Because the jargon is impenetrable.
>
>The computer will never be as unobtrusive as a toaster except for one
>that runs your toaster. Toasters, TVs, ovens, clocks, and all the other
>devices people say a computer should be as simple as are all single or
>very limited purpose devices. A personal computer is general purpose,
>capable of nearly infinite different things. What do you expect to get
>from a computer on the same level as a toaster? You won't get much of
>anything, unfortunately.
Broken down to its simplest form, a computer is a variety of devices
enclosed in a common box. None of the funtions provided is difficult to
understand and all are available separately from telephone to calculator to
filing cabinet and typewriter. When I bought my first computer in 1978 I
had to program it to do anything and it didn't do much. It was a
hobby-toy. Compared to that, my 128k Mac was light years ahead. That Mac
did what I wanted it to do without fuss and without requiring more than
half an hour's worth of training. It was a tool.
Have we progressed? We can do more things and do them faster but the idea
has not changed. Somewhere along the way the technocrats took over and
deemed that we should all clearly understand and be required to execute
every detailed process in the operation. We were expected - as PC users -
to memorize hundreds of keyboard commands and keep a dictionary of these
commands handy when we couldn't remember. Why?
Turn on, point, click, do, turn off. What's the problem? I don't need to
know how my car works. My wife couldn't open the hood on her car if she
tried. She doesn't need to. I don't want to open the hood on my computer.

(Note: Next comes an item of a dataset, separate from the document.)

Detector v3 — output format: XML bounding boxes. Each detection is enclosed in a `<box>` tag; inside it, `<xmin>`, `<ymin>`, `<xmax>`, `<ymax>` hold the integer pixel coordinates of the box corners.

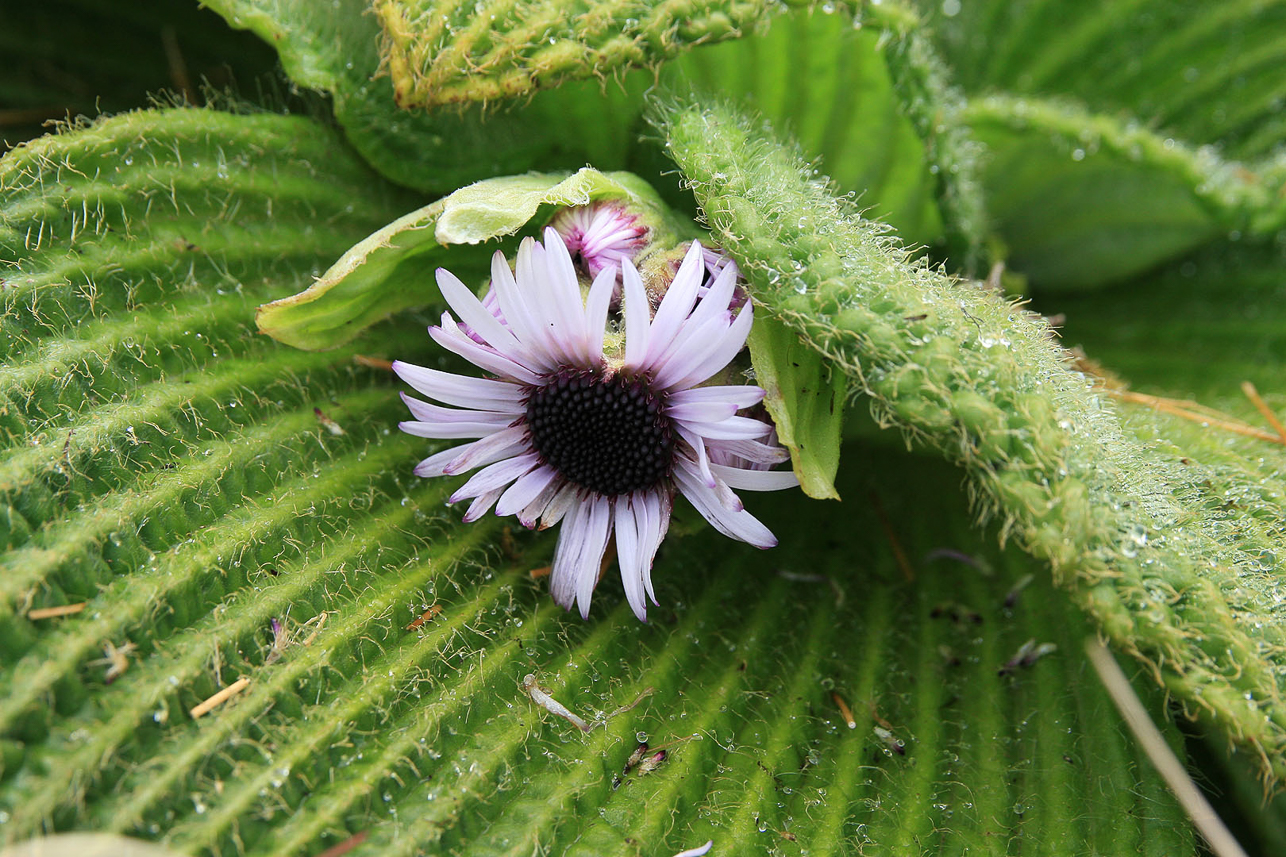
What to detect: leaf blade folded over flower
<box><xmin>256</xmin><ymin>167</ymin><xmax>696</xmax><ymax>350</ymax></box>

I just want to use it to do a job. If it doesn't do the job I want
someone to fix it or tell me what to do - in language I understand without
a BSc. I am not a computer hobbyist - which is a concept the average
computer salesman should learn.
Someday we may reach a point where we can
>simply talk to a computer in plain English and it will understand. But
>that's a long way off and even then you'll need to know how to talk to
>it. Think of how much trouble we have sometimes telling other people
>what we want.
>
>I hope I haven't offended, but I make my living in computers and
>sometimes people treat me like some kind of wierdo because of that.
>Sometimes I'm asked by someone what is wrong with their machine, but
>when I try to descibe the problem they fuss because of the "jargon." But
>things are called what they're called. A modem is a modem just like a
>piston is a piston.
Trust me, very few people today know or want to know what a piston is. I
don't want to know a great deal about the mundane sorts of things in my
society. I just expect them to work. I also expect that those who are
paid to keep them working will do so or be replaced by someone who can.

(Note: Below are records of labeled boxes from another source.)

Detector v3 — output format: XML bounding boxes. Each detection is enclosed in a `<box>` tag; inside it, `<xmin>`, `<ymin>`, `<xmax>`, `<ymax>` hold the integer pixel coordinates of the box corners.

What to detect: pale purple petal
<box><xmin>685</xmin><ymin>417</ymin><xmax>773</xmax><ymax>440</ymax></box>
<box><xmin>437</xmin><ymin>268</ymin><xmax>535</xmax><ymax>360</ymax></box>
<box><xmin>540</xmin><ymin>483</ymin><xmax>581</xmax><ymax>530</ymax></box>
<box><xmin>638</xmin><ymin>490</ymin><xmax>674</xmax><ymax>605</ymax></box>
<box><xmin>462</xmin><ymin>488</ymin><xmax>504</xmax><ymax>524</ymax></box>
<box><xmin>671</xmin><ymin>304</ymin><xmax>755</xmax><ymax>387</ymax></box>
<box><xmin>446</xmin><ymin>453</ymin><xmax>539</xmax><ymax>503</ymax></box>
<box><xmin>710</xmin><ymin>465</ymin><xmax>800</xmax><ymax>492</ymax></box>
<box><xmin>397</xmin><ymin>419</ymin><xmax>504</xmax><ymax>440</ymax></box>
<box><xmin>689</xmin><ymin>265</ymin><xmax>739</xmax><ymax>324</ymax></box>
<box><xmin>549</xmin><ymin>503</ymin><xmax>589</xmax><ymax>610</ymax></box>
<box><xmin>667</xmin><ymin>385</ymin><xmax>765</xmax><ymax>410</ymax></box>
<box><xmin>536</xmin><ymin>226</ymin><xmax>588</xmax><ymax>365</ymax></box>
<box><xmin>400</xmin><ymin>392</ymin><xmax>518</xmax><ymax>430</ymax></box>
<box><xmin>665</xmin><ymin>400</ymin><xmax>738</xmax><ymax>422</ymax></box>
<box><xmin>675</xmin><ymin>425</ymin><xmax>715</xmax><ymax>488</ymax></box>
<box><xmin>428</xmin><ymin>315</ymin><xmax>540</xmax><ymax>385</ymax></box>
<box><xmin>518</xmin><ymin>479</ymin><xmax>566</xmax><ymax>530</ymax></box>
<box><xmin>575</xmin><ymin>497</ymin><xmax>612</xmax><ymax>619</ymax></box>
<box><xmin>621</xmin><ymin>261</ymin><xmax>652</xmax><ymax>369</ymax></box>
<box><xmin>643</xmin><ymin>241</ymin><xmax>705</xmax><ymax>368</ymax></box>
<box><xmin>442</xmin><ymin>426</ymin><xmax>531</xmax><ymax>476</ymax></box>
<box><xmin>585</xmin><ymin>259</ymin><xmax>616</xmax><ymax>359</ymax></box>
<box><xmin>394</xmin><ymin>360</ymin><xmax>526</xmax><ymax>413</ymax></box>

Computers are just another field of technology. And
>like others, one of the first steps to using it effectively is to learn
>the vocabulary.
There are many levels of vocabulary. Unfortunately, the average computer
fan asssumes a graduate level is required. Don't talk about stoichiometric
ratios when a gasket is leaking.
The average service writer in a large automotive shop could demonstrate a
great deal to the computer industry. What is important is solving the
problem efficiently and simply. An elaborate explanation is probably
unnecessary. I spend a great deal of time talking to people on this list
and trying to help them solve auto-related problems. The last thing I
would do is use language of any sort which they plainly do not understand.

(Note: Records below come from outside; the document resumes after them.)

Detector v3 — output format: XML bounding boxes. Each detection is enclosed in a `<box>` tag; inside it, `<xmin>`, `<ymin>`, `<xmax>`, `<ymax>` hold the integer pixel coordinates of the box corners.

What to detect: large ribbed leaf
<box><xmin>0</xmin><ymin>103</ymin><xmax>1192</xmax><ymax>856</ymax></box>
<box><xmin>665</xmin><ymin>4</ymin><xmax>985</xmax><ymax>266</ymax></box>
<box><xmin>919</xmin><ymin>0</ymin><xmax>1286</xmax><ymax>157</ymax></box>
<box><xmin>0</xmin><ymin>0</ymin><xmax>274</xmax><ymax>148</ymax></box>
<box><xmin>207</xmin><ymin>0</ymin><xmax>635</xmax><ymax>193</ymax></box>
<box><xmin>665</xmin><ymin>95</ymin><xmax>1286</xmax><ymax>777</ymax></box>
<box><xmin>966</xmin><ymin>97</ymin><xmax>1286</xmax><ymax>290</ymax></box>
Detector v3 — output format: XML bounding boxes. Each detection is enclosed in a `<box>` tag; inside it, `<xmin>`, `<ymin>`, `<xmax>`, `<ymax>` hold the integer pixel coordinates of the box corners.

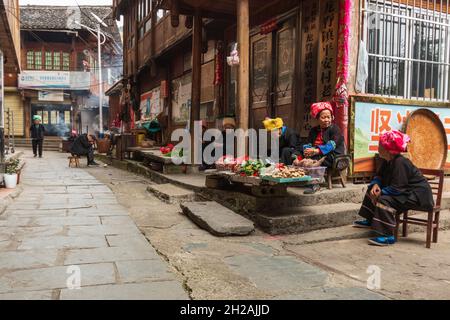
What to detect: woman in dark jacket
<box><xmin>294</xmin><ymin>102</ymin><xmax>345</xmax><ymax>168</ymax></box>
<box><xmin>30</xmin><ymin>115</ymin><xmax>45</xmax><ymax>158</ymax></box>
<box><xmin>354</xmin><ymin>130</ymin><xmax>434</xmax><ymax>246</ymax></box>
<box><xmin>70</xmin><ymin>133</ymin><xmax>98</xmax><ymax>166</ymax></box>
<box><xmin>263</xmin><ymin>118</ymin><xmax>301</xmax><ymax>165</ymax></box>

Reduce the problem to the simplest terms and solve it. Don't expect the
owner to need to understand the process. Simply explain how you will fix
it. If the owner is literate then your degree of explanation can be more
specific.
Sorry if I sound a bit too passionate about this but it is a situation
which I feel needs addressing. And, like the math teachers, the people who
can do something about it know too much to understand the problem - just
like the auto mechanic who talks down to his customer. He will probably
have to find a regular batch of new customers or go out of business.